A notícia sobre Patrícia Muller Pires e as duas filhas, Verónica e Eleana, abalou profundamente a comunidade madeirense e todos os portugueses ligados à Venezuela, depois de ter sido confirmado que as três estão entre as vítimas mortais dos fortes sismos que atingiram o país sul-americano.
Confirmada a notícia de Patrícia Pires e das duas filhas, de 14 e 17 anos
Patrícia, de 45 anos, e as filhas, Verónica, de 17, e Eleana, de 14, eram descendentes diretas de madeirenses e tinham raízes familiares em Porto Moniz e na Calheta, duas localidades da ilha da Madeira. A confirmação da tragédia trouxe uma enorme onda de tristeza, sobretudo entre familiares, amigos e membros da comunidade luso-venezuelana, que durante horas viveram entre a angústia, a esperança e o medo de receber a pior notícia.
Os últimos dias foram marcados por grande incerteza. Depois dos dois fortes sismos que abalaram a Venezuela, as autoridades iniciaram buscas nas zonas mais afetadas, especialmente em La Guaira, região costeira onde várias estruturas ficaram destruídas e onde se concentraram muitos dos esforços de resgate. Foi precisamente nessa zona que Patrícia e as filhas acabaram por ser encontradas.
A notícia foi inicialmente acompanhada com grande expectativa por parte da família, que tentava obter informações num cenário de enorme confusão, dificuldade de comunicação e relatos contraditórios. Em situações de catástrofe natural, cada hora parece interminável para quem espera por notícias de familiares desaparecidos, e foi exatamente isso que aconteceu com os entes queridos de Patrícia, Verónica e Eleana.
A confirmação acabou por chegar através de familiares próximos, deixando a comunidade em choque. Irene Andrade Pires, irmã de Patrícia e tia das jovens, foi uma das pessoas que comunicou publicamente a dolorosa notícia, depois de vários esforços para obter informações sobre o paradeiro das três.
Mãe e filhas lusodescendentes morreram na Venezuela – JN
A tragédia ganha ainda maior dimensão pela idade das vítimas. Verónica tinha apenas 17 anos e Eleana apenas 14, duas jovens com uma vida inteira pela frente, agora interrompida de forma brutal por uma catástrofe que devastou várias famílias.

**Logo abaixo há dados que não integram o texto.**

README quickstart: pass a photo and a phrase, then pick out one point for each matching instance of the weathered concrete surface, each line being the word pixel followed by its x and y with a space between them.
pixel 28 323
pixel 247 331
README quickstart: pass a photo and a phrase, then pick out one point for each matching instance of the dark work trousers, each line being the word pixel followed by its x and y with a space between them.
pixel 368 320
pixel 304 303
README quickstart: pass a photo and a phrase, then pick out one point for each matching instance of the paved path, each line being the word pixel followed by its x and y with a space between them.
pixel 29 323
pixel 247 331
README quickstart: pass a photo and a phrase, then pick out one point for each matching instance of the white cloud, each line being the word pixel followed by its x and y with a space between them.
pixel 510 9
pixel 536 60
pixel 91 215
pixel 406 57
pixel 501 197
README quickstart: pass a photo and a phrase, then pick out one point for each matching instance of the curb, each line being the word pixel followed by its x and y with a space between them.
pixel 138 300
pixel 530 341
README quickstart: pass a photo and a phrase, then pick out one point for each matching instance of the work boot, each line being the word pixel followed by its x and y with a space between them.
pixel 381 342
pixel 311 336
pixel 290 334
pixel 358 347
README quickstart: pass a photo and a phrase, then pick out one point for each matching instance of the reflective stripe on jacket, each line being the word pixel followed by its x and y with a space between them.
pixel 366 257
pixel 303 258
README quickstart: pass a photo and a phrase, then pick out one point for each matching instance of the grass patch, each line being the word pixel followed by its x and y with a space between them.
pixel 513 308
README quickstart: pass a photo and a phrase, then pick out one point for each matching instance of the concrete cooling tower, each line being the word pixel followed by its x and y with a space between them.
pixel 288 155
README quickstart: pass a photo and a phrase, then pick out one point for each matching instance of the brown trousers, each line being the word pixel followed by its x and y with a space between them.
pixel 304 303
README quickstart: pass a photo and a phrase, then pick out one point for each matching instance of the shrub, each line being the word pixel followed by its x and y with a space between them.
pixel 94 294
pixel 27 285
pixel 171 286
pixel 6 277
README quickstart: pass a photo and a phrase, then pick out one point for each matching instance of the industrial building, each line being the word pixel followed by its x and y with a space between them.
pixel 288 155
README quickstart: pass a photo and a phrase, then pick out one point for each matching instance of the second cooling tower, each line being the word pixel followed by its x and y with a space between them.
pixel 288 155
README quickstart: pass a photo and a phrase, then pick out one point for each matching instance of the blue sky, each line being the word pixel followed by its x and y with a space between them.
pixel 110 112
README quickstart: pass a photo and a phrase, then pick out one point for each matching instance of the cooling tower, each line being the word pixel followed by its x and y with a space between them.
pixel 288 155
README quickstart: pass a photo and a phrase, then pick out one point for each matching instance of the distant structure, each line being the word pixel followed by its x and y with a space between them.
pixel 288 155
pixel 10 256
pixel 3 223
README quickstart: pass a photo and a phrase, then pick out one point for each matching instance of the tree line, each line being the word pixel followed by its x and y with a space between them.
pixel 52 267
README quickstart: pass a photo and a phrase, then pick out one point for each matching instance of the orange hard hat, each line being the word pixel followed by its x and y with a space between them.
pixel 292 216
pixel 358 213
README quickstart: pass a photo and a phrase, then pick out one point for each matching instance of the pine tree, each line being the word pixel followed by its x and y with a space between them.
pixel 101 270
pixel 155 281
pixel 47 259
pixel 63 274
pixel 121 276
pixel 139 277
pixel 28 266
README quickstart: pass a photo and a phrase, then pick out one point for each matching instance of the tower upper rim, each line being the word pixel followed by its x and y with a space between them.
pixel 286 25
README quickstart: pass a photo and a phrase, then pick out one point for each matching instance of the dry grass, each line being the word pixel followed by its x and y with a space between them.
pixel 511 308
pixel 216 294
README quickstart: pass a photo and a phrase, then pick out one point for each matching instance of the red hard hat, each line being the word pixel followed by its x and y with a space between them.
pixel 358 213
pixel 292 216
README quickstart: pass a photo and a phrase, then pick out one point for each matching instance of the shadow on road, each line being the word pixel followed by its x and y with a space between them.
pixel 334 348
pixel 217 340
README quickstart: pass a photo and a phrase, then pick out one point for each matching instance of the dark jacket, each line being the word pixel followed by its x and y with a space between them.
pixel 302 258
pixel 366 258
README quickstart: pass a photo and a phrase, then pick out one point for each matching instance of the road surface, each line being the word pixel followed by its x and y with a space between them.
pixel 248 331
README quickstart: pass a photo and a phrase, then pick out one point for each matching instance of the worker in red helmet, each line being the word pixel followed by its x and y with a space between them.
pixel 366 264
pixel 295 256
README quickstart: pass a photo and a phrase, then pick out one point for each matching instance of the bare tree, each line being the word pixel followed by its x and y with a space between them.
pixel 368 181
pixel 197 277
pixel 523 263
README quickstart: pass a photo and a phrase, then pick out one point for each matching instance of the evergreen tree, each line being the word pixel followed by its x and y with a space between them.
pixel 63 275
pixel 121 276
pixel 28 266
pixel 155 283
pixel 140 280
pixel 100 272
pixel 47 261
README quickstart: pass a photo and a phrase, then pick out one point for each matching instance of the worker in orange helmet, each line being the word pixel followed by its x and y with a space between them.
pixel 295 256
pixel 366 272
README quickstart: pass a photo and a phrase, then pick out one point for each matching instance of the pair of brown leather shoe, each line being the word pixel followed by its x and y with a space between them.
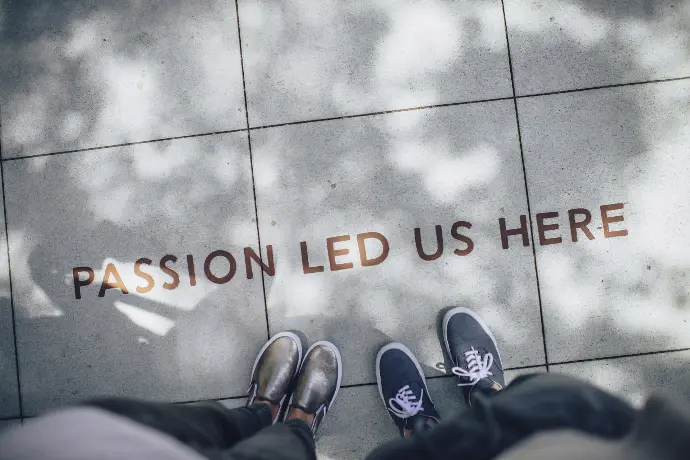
pixel 312 383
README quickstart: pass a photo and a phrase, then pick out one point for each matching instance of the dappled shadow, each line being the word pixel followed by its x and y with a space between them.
pixel 73 77
pixel 86 74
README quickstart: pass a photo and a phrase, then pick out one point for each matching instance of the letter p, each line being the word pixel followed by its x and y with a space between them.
pixel 78 282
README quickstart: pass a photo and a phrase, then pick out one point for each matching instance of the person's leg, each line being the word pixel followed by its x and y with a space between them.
pixel 493 424
pixel 474 353
pixel 209 426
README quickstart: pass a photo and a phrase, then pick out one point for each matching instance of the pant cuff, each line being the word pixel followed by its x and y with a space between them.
pixel 301 429
pixel 262 412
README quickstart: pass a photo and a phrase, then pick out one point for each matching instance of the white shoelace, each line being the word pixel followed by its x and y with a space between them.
pixel 477 367
pixel 405 403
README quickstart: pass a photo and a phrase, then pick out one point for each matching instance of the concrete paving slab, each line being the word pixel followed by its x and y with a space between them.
pixel 9 395
pixel 619 157
pixel 186 328
pixel 359 422
pixel 85 74
pixel 635 378
pixel 564 45
pixel 7 424
pixel 306 60
pixel 391 174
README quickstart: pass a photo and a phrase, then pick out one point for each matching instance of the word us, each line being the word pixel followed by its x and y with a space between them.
pixel 579 220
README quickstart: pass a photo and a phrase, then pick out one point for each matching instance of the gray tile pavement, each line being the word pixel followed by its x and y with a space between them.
pixel 9 394
pixel 177 336
pixel 625 292
pixel 636 377
pixel 83 76
pixel 306 60
pixel 563 45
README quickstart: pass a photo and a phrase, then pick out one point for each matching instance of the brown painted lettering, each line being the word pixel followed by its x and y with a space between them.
pixel 420 249
pixel 191 270
pixel 250 255
pixel 465 239
pixel 78 282
pixel 522 230
pixel 333 253
pixel 231 272
pixel 365 261
pixel 606 220
pixel 110 270
pixel 542 228
pixel 148 278
pixel 169 271
pixel 305 260
pixel 574 225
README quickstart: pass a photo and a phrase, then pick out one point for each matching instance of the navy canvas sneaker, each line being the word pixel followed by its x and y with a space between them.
pixel 472 348
pixel 403 389
pixel 318 382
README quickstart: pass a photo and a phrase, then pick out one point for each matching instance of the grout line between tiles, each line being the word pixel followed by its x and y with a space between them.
pixel 251 166
pixel 9 275
pixel 631 355
pixel 516 368
pixel 383 112
pixel 524 174
pixel 126 144
pixel 614 85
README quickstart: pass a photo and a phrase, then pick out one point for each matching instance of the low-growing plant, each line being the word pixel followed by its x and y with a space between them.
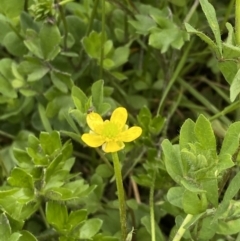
pixel 131 80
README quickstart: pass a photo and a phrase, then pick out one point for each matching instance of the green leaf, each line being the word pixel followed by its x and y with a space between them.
pixel 120 56
pixel 90 228
pixel 15 237
pixel 50 39
pixel 193 203
pixel 103 170
pixel 34 68
pixel 211 187
pixel 204 37
pixel 27 236
pixel 210 14
pixel 156 125
pixel 146 223
pixel 20 178
pixel 191 186
pixel 14 44
pixel 5 228
pixel 235 86
pixel 44 119
pixel 104 108
pixel 56 214
pixel 92 44
pixel 97 94
pixel 79 98
pixel 143 24
pixel 231 139
pixel 137 101
pixel 175 196
pixel 208 229
pixel 228 227
pixel 173 162
pixel 57 79
pixel 5 78
pixel 32 42
pixel 50 142
pixel 204 133
pixel 12 8
pixel 228 69
pixel 76 217
pixel 230 51
pixel 232 188
pixel 22 158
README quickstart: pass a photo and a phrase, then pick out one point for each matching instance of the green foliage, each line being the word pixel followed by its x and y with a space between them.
pixel 61 60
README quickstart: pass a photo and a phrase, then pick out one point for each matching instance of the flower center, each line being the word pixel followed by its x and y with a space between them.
pixel 110 130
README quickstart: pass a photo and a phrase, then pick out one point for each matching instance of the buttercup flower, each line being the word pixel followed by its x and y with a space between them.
pixel 110 134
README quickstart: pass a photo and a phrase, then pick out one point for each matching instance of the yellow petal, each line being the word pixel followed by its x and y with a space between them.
pixel 92 140
pixel 112 146
pixel 130 134
pixel 95 122
pixel 119 117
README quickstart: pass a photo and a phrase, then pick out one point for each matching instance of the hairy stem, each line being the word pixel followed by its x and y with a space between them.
pixel 182 230
pixel 237 21
pixel 151 204
pixel 121 199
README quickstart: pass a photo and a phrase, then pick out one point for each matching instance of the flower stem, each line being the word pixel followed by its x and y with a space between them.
pixel 102 39
pixel 237 21
pixel 151 204
pixel 182 230
pixel 121 199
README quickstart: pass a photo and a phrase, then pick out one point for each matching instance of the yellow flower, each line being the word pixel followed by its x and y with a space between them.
pixel 110 134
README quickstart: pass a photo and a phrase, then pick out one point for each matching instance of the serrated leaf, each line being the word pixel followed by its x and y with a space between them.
pixel 20 178
pixel 204 37
pixel 90 228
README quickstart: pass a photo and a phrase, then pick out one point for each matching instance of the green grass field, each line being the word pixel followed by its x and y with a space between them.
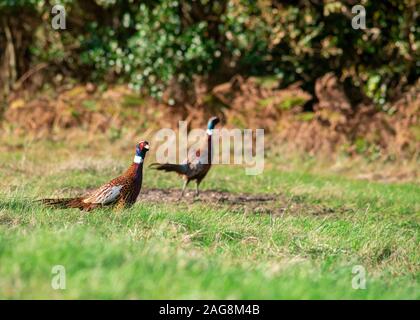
pixel 196 250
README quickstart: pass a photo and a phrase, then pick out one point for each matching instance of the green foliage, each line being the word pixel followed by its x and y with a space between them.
pixel 152 44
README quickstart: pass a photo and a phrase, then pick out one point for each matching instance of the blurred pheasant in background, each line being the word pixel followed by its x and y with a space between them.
pixel 120 192
pixel 197 165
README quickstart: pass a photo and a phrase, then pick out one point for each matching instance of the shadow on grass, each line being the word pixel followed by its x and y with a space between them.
pixel 274 204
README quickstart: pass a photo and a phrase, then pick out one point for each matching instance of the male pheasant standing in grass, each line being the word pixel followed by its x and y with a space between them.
pixel 120 192
pixel 197 166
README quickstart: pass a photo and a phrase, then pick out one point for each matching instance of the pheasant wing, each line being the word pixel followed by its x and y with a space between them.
pixel 107 194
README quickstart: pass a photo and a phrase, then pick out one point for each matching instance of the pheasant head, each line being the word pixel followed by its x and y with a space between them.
pixel 141 149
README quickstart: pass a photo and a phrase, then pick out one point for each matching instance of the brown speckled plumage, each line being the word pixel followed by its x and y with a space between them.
pixel 196 166
pixel 120 192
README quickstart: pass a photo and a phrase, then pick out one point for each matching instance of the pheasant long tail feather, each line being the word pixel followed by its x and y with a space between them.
pixel 64 203
pixel 169 167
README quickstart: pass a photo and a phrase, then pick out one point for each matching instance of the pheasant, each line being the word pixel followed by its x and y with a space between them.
pixel 196 167
pixel 120 192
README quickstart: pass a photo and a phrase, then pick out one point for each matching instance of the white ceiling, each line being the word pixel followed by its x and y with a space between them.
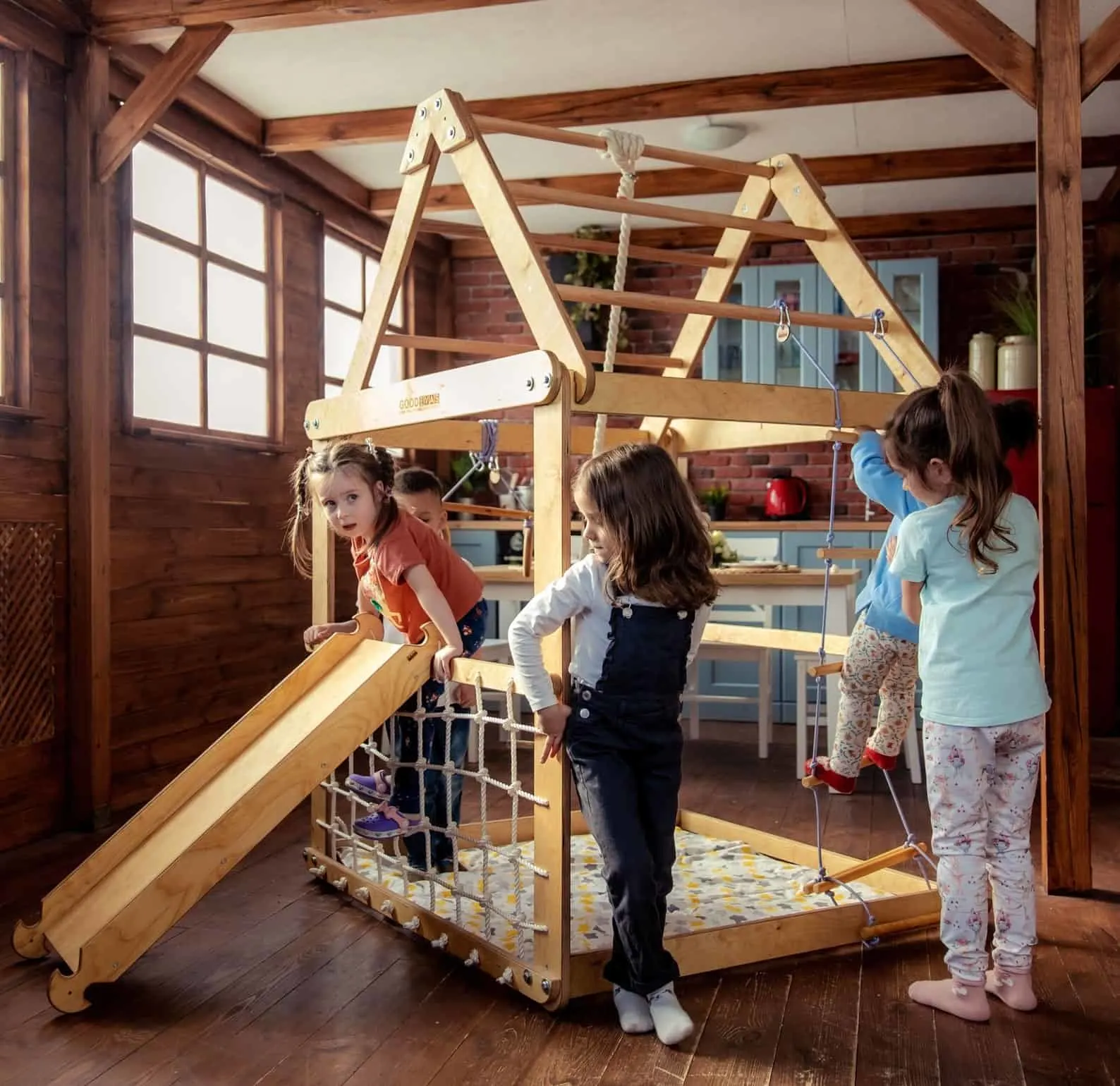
pixel 571 45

Patrícia, mãe das adolescentes, é recordada como parte de uma família com fortes ligações à Madeira, numa história que toca diretamente muitos emigrantes e lusodescendentes espalhados pela Venezuela.
A ligação entre a Madeira e a Venezuela é antiga e profunda. Ao longo de décadas, milhares de madeirenses emigraram para aquele país em busca de melhores condições de vida, construindo famílias, negócios e comunidades inteiras. Por isso, sempre que uma tragédia atinge a Venezuela, o impacto sente-se também de forma muito intensa no arquipélago madeirense.
Neste caso, a dor atravessa fronteiras. A morte de Patrícia e das duas filhas tornou-se um símbolo do sofrimento vivido por muitas famílias luso-venezuelanas após os sismos. Entre chamadas por atender, mensagens sem resposta e informações que demoravam a chegar, foram muitas as famílias que passaram horas de desespero à espera de saber se os seus estavam vivos.
As autoridades portuguesas têm acompanhado a situação, enquanto continuam a ser atualizados os balanços de vítimas portuguesas e lusodescendentes afetadas pela tragédia. A comunidade madeirense, por sua vez, tem manifestado profunda consternação perante a dimensão humana desta perda.
Nas redes sociais, multiplicam-se mensagens de pesar, solidariedade e oração pela família de Patrícia, Verónica e Eleana. Muitos recordam a força da comunidade portuguesa na Venezuela e a dor de ver famílias inteiras serem atingidas por uma tragédia tão repentina.
A partida das três deixa uma marca difícil de apagar. Mais do que nomes numa lista de vítimas, Patrícia, Verónica e Eleana representam uma família, uma história e uma ligação entre dois lugares separados pelo oceano, mas unidos pela memória, pela origem e pelo afeto.
Neste momento de luto, a Madeira e a comunidade portuguesa na Venezuela choram juntas uma perda profundamente dolorosa, enquanto se espera que as autoridades continuem a prestar apoio às famílias afetadas e a esclarecer todos os detalhes desta tragédia.